Final answer:
To verify if a function satisfies the hypotheses of the Mean Value Theorem, we need to check two conditions: continuity and differentiability. For the function f(x) = 2x² - 3x + 1 on the interval [0, 2], it satisfies both conditions and the conclusion of the Mean Value Theorem is satisfied at c = 1. Similarly, for the function f(x) = x³ + x - 1 on the interval [0, 2], it also satisfies both conditions and the conclusion of the Mean Value Theorem is satisfied at c = √4/3.
Step-by-step explanation:
To verify if a function satisfies the hypotheses of the Mean Value Theorem, we need to check two conditions:
- The function must be continuous on the closed interval [a, b].
- The function must be differentiable on the open interval (a, b).
(a) For the function f(x) = 2x² - 3x + 1 on the interval [0, 2], we can see that it is a polynomial function, which is continuous and differentiable everywhere. Therefore, it satisfies both prerequisites of the Mean Value Theorem. To find the numbers c that satisfy the conclusion of the Mean Value Theorem, we can calculate the derivative of f(x) using the power rule: f'(x) = 4x - 3. Setting this derivative equal to the average rate of change of the function over the interval [0, 2], (f(2) - f(0)) / (2 - 0) = ((2² - 3(2) + 1) - (2(0)² - 3(0) + 1)) / (2 - 0), we get 1 = 4c - 3. Solving for c, we find that c = 1.

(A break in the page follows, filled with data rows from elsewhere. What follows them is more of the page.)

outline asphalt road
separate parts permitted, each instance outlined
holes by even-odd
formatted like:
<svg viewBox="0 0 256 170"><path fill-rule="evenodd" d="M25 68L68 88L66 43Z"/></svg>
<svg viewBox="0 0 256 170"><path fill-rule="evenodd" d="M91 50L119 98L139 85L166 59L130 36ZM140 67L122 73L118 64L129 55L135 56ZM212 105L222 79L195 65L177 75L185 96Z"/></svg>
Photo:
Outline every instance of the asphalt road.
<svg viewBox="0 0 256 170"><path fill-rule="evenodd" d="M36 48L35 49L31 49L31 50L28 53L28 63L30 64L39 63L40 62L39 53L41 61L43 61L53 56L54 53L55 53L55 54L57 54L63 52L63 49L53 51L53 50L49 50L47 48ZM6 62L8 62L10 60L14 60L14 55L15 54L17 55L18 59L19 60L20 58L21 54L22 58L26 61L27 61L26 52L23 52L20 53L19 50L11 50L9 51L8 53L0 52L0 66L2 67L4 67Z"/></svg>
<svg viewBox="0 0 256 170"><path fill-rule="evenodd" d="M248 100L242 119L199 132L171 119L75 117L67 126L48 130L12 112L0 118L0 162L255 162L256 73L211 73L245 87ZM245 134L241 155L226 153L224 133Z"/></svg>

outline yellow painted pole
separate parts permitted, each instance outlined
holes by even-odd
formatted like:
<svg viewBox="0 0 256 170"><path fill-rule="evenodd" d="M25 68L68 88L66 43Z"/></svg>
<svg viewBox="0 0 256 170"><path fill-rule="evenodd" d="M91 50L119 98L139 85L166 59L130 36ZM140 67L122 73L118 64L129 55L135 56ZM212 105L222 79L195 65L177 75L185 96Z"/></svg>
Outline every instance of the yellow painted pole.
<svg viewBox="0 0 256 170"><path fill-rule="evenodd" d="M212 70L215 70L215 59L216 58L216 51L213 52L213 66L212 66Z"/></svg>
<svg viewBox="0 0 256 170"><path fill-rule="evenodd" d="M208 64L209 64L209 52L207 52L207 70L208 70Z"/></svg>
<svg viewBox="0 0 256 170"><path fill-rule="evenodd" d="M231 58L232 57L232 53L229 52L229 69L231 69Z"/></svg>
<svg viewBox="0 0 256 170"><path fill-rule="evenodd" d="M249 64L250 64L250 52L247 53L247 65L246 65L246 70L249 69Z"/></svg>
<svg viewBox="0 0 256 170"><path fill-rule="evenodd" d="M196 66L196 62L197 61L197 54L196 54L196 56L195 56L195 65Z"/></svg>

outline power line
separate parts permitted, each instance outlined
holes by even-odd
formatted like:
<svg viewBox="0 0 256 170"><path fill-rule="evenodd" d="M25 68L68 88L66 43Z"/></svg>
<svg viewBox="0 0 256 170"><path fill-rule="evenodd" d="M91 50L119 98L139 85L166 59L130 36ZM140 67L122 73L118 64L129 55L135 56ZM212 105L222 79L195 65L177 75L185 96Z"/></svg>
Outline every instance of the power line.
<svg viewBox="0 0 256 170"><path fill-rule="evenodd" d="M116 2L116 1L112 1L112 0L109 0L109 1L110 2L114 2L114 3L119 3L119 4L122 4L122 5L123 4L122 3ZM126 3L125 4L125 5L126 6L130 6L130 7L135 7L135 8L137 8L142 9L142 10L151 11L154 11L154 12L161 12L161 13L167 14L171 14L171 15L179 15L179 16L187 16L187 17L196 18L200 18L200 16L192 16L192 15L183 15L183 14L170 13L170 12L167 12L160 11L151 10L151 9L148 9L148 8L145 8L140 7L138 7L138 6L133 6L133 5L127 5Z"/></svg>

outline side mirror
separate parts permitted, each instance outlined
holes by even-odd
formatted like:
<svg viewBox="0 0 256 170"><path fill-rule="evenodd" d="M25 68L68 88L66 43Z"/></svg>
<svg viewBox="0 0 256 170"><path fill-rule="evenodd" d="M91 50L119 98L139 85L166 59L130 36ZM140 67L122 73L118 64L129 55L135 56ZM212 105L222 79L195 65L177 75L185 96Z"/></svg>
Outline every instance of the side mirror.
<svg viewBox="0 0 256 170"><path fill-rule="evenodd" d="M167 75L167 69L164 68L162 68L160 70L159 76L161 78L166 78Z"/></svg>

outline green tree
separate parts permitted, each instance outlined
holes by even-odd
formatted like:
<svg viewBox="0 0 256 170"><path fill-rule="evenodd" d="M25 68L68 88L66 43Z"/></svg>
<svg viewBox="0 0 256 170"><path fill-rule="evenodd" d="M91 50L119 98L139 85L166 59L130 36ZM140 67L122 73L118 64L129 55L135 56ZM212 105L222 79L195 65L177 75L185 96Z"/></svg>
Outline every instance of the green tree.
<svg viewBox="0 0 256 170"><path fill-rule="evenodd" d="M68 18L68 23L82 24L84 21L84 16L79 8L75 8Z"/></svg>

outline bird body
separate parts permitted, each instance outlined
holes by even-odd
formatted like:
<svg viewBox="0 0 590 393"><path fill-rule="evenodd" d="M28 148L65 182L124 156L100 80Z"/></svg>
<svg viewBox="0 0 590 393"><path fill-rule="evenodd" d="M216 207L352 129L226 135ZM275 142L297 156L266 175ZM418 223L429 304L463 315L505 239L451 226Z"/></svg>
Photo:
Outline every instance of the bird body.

(b) For the function f(x) = x³ + x - 1 on the interval [0, 2], similar to part (a), this is also a polynomial function that is continuous and differentiable everywhere. Therefore, it satisfies the prerequisites of the Mean Value Theorem. Calculating the derivative of f(x), we find f'(x) = 3x² + 1. Setting f'(x) equal to the average rate of change of the function over the interval [0, 2], (f(2) - f(0)) / (2 - 0) = ((2³ + 2 - 1) - (0³ + 0 - 1)) / (2 - 0), we get 5 = 3c² + 1. Solving for c, we find that c = √4/3.